Registro fundiário moderno expedido pelo Estado prevalece sobre sesmaria não revalidada. Com esse entendimento, a 1ª Câmara de Direito Privado do Tribunal de Justiça do Mato Grosso decidiu, por unanimidade, reformar sentença e reconhecer a validade de título moderno expedido pelo Estado em disputa envolvendo áreas rurais na região de Cuiabá e Chapada dos Guimarães.
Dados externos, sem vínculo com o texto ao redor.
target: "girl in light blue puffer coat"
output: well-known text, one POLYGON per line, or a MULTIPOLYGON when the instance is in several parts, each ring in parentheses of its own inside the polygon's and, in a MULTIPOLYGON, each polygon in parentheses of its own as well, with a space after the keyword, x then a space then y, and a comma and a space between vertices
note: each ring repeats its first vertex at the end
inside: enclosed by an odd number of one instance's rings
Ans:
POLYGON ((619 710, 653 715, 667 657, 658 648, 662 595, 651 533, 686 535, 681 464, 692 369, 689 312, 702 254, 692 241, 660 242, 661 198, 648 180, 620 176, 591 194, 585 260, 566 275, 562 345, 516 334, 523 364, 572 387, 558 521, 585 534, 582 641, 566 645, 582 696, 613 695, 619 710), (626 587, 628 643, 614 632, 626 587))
Sesmarias anteriores à Lei de Terras, de 1850, só são legítimas se tiverem sido revalidadas
O caso trata de ação demarcatória proposta para definir os limites de uma propriedade de 90 hectares. A autora alegou sobreposição territorial com áreas pertencentes ao espólio, originadas de uma antiga sesmaria.
Sesmarias são lotes de terra distribuídos pela corte portuguesa no século XIV durante a implantação das capitanias hereditárias.
Em primeiro grau, o pedido foi julgado improcedente sob o entendimento de que não havia incerteza de limites, mas sim conflito sobre a validade e a prevalência de títulos imobiliários. O juízo considerou que os registros mais antigos deveriam prevalecer.
Vale a matrícula regular
Ao analisar os recursos, a 1ª Câmara concluiu de forma diversa. Segundo o acórdão, as matrículas do espólio derivam de sesmaria que não passou pelo processo de revalidação previsto na Lei de Terras de 1850 (Lei 601/1850) e no Decreto 1.318/1854. Sem essa revalidação, a carta de sesmaria não se converte automaticamente em título pleno de propriedade.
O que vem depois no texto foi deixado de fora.